2

I am tempted to write my own which covers:

  • Checksum to ensure data is not tampered with.
  • Long and multiple rotating keys so that it is (practically) impossible to decrypt.
  • Will use /dev/random for the initial seed

Other more elusive items that likely won't be addressed:

  • Based on the size chunks of data and connection pattern, an interceptor can guess things about the data without seeing the data; what protocol, how is it being used.
  • Source and destination IPs give an identity clue.
  • TCP and IP headers are liable to contain OS information.

Although I am very confident,, there is a risk that there is something I am missing that I may never realize: Lessons learned and misconceptions regarding encryption and cryptology

So what would I use if I was to avoid writing my own? The important factors are

  • Speed
  • Checksum
  • I would like to know how much data it takes before the key runs out and is going to be re-used.

Or is writing my own encryption is a good idea in this case?

700 Software
  • 13,897
  • 3
  • 53
  • 82

2 Answers2

7

Writing your own encryption is never a good idea. Even trained cryptographers (I mean people who have studied the subject for years, have a big shining diploma [a PhD] to say it, and, more importantly, have done and published actual research) do not think about using an algorithm or protocol that they have designed before having submitted it for inspection by their peers for several years.

On the more anecdotal:

  • "Checksum" is a large term; cryptographers prefer Message Authentication Code, which is much more precise.
  • "Long and multiple rotating keys": this sounds like a Dan Brown novel, and, security-wise, that's not a good thing.
  • Do not use /dev/random, use /dev/urandom.
  • "How much data it takes before the key runs out and is going to be re-used": this sentence makes sense only if you consider the kind of encryption systems that were used during World War I, that is, before the invention of the computer.
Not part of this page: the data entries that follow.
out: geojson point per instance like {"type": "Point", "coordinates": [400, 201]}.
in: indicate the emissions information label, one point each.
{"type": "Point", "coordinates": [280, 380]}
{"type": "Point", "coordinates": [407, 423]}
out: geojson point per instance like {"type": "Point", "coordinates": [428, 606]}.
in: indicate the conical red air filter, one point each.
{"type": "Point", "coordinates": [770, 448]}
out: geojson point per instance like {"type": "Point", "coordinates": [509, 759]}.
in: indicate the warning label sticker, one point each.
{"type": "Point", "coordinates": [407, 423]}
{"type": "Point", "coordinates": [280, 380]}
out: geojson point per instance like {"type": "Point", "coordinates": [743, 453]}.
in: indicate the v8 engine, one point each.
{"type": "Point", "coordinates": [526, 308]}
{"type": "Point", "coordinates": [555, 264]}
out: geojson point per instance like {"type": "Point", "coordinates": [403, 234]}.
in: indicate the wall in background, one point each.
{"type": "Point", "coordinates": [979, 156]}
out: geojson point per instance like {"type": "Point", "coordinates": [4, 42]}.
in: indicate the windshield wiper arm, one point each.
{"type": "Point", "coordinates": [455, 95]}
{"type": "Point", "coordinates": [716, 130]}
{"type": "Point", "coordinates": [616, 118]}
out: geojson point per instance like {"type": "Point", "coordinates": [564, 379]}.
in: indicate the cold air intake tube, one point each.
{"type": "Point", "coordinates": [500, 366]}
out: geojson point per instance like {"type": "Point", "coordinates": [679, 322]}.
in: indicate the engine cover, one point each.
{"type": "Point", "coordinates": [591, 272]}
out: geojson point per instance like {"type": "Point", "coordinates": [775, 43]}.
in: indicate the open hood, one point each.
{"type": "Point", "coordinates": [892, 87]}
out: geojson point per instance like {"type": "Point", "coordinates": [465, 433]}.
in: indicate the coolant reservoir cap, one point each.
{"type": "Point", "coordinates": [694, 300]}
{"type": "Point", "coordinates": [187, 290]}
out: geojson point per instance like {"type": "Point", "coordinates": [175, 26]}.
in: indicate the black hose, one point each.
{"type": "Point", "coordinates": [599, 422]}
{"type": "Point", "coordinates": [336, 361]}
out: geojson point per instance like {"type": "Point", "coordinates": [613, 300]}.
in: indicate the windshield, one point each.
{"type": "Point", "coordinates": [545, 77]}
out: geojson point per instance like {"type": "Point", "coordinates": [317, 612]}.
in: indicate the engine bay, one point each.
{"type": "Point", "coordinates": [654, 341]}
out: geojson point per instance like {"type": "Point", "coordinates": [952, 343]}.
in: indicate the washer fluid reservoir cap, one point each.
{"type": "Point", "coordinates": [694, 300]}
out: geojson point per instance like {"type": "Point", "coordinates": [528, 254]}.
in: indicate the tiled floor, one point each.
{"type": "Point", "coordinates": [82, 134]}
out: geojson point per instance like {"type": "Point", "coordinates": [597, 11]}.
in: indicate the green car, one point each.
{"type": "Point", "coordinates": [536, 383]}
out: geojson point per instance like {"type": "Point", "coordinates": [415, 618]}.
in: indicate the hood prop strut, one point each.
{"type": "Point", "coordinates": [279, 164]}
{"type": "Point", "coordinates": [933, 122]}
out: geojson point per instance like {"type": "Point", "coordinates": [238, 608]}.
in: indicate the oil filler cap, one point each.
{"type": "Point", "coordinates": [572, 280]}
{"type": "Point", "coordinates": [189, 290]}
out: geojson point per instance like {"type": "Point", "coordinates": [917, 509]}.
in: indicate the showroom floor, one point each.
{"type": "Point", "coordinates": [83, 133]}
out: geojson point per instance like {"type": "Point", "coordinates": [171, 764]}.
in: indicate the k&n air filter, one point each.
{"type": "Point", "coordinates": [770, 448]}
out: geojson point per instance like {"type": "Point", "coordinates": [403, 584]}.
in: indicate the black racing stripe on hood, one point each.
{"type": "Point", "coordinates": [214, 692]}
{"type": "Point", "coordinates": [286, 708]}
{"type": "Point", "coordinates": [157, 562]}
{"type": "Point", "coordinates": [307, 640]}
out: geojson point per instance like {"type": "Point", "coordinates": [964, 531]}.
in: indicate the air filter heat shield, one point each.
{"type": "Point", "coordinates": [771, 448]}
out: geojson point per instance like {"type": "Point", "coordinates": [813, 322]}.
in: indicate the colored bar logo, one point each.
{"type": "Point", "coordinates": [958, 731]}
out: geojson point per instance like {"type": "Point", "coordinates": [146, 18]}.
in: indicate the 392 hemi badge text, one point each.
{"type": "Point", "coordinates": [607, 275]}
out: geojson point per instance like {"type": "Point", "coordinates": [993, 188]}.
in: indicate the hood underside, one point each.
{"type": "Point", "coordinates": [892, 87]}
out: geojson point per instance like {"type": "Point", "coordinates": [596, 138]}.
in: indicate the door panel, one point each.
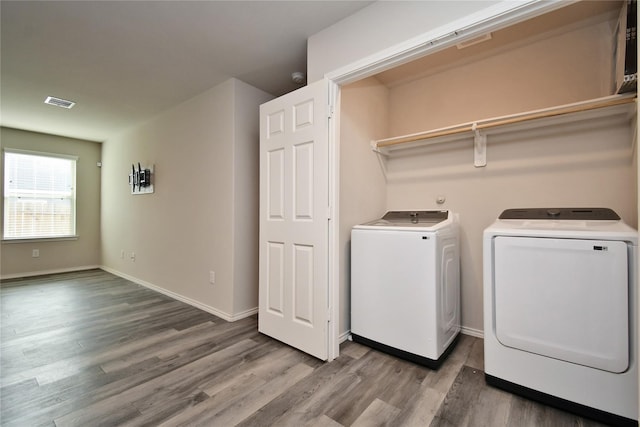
{"type": "Point", "coordinates": [564, 298]}
{"type": "Point", "coordinates": [294, 200]}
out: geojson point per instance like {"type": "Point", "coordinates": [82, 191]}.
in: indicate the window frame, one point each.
{"type": "Point", "coordinates": [62, 237]}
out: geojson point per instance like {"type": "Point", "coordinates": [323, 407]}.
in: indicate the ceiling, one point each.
{"type": "Point", "coordinates": [123, 62]}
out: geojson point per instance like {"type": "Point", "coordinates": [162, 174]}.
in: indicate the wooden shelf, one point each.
{"type": "Point", "coordinates": [478, 130]}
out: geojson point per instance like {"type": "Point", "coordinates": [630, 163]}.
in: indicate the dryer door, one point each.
{"type": "Point", "coordinates": [563, 298]}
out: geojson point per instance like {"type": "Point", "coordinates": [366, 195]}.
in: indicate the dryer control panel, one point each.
{"type": "Point", "coordinates": [584, 214]}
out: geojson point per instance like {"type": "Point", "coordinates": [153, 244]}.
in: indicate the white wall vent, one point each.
{"type": "Point", "coordinates": [58, 102]}
{"type": "Point", "coordinates": [476, 40]}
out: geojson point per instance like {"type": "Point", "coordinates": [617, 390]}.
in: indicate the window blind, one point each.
{"type": "Point", "coordinates": [39, 196]}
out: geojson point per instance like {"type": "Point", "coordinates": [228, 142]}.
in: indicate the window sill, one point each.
{"type": "Point", "coordinates": [40, 239]}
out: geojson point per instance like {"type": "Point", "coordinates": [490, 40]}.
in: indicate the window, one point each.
{"type": "Point", "coordinates": [39, 195]}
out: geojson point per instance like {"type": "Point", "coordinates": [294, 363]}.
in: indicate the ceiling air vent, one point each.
{"type": "Point", "coordinates": [58, 102]}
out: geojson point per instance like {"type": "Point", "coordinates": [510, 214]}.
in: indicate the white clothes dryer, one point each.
{"type": "Point", "coordinates": [405, 284]}
{"type": "Point", "coordinates": [560, 315]}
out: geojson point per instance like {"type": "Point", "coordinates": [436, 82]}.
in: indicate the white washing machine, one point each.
{"type": "Point", "coordinates": [559, 310]}
{"type": "Point", "coordinates": [405, 284]}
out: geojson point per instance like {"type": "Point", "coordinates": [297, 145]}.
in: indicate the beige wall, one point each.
{"type": "Point", "coordinates": [205, 156]}
{"type": "Point", "coordinates": [58, 256]}
{"type": "Point", "coordinates": [363, 116]}
{"type": "Point", "coordinates": [585, 164]}
{"type": "Point", "coordinates": [382, 25]}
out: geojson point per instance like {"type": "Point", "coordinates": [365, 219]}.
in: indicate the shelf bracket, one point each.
{"type": "Point", "coordinates": [479, 147]}
{"type": "Point", "coordinates": [374, 147]}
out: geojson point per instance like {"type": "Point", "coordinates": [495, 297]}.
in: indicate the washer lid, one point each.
{"type": "Point", "coordinates": [585, 214]}
{"type": "Point", "coordinates": [409, 218]}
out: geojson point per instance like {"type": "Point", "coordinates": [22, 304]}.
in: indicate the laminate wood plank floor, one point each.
{"type": "Point", "coordinates": [92, 349]}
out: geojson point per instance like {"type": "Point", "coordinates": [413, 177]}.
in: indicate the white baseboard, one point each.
{"type": "Point", "coordinates": [226, 316]}
{"type": "Point", "coordinates": [471, 331]}
{"type": "Point", "coordinates": [46, 272]}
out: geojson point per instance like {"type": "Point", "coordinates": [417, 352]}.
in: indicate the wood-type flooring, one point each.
{"type": "Point", "coordinates": [92, 349]}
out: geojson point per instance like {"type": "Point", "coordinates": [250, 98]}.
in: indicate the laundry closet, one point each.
{"type": "Point", "coordinates": [586, 157]}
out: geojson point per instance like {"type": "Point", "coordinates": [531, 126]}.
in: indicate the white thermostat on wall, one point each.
{"type": "Point", "coordinates": [141, 179]}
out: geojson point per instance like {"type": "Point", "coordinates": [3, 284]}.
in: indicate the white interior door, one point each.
{"type": "Point", "coordinates": [294, 215]}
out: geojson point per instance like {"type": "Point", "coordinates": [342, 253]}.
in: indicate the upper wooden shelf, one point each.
{"type": "Point", "coordinates": [479, 129]}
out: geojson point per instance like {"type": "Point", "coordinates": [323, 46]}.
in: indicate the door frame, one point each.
{"type": "Point", "coordinates": [498, 16]}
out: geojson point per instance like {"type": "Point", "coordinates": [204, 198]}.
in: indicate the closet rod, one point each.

I do not know of any kind way of stating this: you feel confident, but you really should not.

Use TLS (the new, standard name for SSL).

Thomas Pornin
  • 322,884
  • 58
  • 787
  • 955
  • It seems obvious that the OP meant MAC, but I think checksum just refers to a value calculated over a chunk of data that is used to check if the data has any errors. i.e. CRCs and even parity (one-bit). – this.josh Jul 11 '11 at 17:18
4

is writing my own encryption is a good idea in this case?

No. Take advantage of the knowledge, experience, and work of the professionals who have spent decades designing encryption algorithms.

impossible to decrypt.

Any encryption can be decoded just by trying every possible key with an algorithm and checking to see if the output makes sense. So we typically refer to how much work an attacker would be expected to perform before decrypting a message.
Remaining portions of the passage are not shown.